And in the visual art world as a whole? In the 80’s and 90’s it became more and more characterized by travel, the moving around of people and objects from city to city, ultimately with the effect of killing off regionalism. Museums embraced the notion of a “world class” which meant that in effect all museums inb the world should have the same collection. The year now abounds with art fairs, biennials, art festivals and prizes, that constitute the circuit parties for this new jet set. People go around the world to see the same narrow set of compatriots and works, and of course each other. This is an internationalism divorced from any political thought, it is the market that whips everyone and everything along, hither and yon . Travel feels like experience, but it is not, and the work of art is not something lived with, but something primarily glimpsed in a booth on the way to another exhausted meeting. We have not yet seen the final fallout of this, but I glimpse it’s effects in the shell shocked way that my students turn this way and that in search of a reason to make anything.

Hmm, perhaps an essay called “How the idea of a Modern Art market stole New York”

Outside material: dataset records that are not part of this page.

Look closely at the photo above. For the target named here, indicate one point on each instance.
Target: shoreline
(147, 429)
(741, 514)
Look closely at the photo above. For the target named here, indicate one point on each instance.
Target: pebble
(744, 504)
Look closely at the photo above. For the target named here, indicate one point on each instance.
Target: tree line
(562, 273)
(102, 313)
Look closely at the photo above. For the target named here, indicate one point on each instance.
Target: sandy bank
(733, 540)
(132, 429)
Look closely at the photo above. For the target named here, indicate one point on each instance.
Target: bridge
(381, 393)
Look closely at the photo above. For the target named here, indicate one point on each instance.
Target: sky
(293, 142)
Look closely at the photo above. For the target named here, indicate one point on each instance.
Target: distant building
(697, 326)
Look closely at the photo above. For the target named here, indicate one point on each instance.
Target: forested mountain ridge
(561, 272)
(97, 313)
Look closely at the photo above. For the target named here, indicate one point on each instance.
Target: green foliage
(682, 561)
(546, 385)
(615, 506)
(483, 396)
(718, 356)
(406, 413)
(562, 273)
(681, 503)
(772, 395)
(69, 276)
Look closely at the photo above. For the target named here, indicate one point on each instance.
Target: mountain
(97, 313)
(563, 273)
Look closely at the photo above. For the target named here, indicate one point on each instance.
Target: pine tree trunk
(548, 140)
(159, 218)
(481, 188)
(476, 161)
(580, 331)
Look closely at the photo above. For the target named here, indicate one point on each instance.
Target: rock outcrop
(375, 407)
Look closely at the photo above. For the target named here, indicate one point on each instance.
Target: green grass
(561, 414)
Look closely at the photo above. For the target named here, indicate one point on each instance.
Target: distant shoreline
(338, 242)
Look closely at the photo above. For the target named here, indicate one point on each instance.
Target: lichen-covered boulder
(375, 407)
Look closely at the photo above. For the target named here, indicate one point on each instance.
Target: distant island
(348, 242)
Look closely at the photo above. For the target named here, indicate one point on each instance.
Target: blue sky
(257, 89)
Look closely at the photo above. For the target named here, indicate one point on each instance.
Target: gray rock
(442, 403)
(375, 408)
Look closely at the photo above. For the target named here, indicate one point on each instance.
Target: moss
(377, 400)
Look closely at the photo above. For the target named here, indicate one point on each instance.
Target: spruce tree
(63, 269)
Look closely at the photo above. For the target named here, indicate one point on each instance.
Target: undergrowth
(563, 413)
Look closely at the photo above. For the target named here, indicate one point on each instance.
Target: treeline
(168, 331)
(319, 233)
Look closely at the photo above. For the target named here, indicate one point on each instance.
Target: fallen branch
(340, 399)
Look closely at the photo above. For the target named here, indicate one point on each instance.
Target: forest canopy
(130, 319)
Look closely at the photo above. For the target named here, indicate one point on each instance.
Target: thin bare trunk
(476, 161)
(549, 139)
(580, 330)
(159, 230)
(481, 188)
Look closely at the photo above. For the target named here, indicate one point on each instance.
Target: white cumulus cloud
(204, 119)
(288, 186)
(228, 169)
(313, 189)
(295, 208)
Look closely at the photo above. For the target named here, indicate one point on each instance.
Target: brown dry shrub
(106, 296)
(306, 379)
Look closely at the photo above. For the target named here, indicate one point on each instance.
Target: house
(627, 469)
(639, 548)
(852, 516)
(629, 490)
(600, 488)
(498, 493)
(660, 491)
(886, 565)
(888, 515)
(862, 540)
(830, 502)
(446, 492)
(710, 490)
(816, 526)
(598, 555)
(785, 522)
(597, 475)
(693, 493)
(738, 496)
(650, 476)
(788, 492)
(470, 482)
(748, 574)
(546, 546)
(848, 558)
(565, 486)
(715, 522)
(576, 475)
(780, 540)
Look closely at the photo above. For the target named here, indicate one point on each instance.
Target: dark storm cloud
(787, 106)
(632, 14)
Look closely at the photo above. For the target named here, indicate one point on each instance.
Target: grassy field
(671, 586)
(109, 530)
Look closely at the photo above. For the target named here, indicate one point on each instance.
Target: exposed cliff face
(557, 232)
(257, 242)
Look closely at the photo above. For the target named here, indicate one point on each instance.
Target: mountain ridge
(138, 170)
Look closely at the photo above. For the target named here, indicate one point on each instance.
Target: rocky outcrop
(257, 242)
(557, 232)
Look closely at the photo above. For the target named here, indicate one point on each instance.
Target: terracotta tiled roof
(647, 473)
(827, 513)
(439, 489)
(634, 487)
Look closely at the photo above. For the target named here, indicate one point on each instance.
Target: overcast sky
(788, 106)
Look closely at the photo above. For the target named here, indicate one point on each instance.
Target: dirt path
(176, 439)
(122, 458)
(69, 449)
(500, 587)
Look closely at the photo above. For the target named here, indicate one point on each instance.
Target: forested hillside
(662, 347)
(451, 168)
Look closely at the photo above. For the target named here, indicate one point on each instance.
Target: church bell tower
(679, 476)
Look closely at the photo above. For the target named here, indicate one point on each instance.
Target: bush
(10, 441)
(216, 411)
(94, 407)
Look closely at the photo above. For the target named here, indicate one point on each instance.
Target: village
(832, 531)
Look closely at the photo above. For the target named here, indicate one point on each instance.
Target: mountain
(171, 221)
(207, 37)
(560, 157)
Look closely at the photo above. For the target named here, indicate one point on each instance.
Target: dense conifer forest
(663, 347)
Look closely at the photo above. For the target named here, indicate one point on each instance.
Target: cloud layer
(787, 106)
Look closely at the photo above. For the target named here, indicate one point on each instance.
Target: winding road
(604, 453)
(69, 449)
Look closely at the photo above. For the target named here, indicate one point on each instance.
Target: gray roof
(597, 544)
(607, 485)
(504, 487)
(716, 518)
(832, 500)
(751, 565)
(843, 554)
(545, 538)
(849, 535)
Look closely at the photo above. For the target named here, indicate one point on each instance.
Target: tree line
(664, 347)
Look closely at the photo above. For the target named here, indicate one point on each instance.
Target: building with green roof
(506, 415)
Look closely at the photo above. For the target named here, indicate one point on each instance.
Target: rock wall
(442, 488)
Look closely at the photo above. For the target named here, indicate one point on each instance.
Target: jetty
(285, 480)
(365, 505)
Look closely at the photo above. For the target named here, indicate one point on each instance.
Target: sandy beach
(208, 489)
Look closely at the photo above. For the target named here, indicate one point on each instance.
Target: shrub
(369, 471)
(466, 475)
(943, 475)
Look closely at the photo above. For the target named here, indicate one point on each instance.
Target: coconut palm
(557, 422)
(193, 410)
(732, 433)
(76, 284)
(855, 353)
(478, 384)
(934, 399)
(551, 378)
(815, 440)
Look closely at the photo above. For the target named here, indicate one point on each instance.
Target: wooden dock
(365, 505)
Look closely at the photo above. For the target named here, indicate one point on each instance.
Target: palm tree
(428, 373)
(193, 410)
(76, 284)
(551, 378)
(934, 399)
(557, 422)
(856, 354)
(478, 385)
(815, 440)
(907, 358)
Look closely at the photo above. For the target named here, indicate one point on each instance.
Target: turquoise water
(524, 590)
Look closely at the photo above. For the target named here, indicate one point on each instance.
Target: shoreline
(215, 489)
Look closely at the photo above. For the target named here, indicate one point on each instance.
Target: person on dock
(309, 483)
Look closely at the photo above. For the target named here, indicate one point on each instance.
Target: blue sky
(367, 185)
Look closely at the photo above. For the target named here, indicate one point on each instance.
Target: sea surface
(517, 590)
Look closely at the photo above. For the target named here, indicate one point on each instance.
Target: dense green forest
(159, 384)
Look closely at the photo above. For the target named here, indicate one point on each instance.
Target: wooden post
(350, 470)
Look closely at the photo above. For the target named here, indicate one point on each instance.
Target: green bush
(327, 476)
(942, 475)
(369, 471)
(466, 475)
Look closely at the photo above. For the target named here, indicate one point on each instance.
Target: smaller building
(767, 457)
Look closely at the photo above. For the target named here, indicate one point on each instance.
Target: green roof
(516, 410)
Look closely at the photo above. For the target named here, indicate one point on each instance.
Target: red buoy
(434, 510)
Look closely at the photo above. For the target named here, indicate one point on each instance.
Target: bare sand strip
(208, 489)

Last night one of my students told me that she had been advised to stop painted the way she did because “abstract expressionist painting had failed” by one of my fellow faculty. I was and remain flummoxed. Failed to do what? She does have problems with her work, but honestly, not because she is working in some ‘Failed” manner. I wish I could summon the certainty to say something so silly. Assertions like that seem to me do be enormous denials of responsibility, the instructor being lazy in their response to the work and turning it around on the student . Plenty of times I walk into a graduate students studio and find myself at a loss or profoundly unsympathetic to what they’re doing. But it isn’t my job to stop them.

0 Comments +

  1. who taught us, and what do we teach?

    People trying to tell others what to paint I always find funny/sad.*

    Did you have Jim Sullivan while you were at Bard? He had lots of other problems, but I thought he had one thing right: when you were in his class, he listened to what YOU wanted to make, not what he thought you should be making. Very flexible and open, which led to different and bigger challenges to the students than just conforming to a dominant personality.

    I’ll never forget trying to discuss visiting faculty member Erika Beckman with another student: I was told “What she does just isn’t what we’re into here.”

    Uhm, “here” is a bunch of students who know nothing and there is an artist getting commissions and working professionally, pipsqueak!

    *Okay, a rather ironic comment from a critic, but I try to tell people what they painted well or badly more than telling them to do something else.

  2. Dem as tot me

    I actually felt ultimately supported by all of my teachers at Bard. Jim was definitely one of the most easy going, but the great thing about all of them was that they were generous with their experience as artists first and foremost. I felt that they were passionate about the endeavor, that they thought it mattered and that they wanted me to end up doing it. That feeling actually carried me through the conflicts about ways of making work, and even though I ended up doing a pretty eccentric senior project, I felt that they were all happy for my achievement, even though it was a way of working that they themselves didn’t engage in. I felt like they also genuinely taught me how to read and respond to works of art as the unique circumstances that they are rather than as evidence of ideological positions. Maybe this is retrospective rosiness, but I don’t think so. I actually feel that I was very lucky to be at Bard at the time I was.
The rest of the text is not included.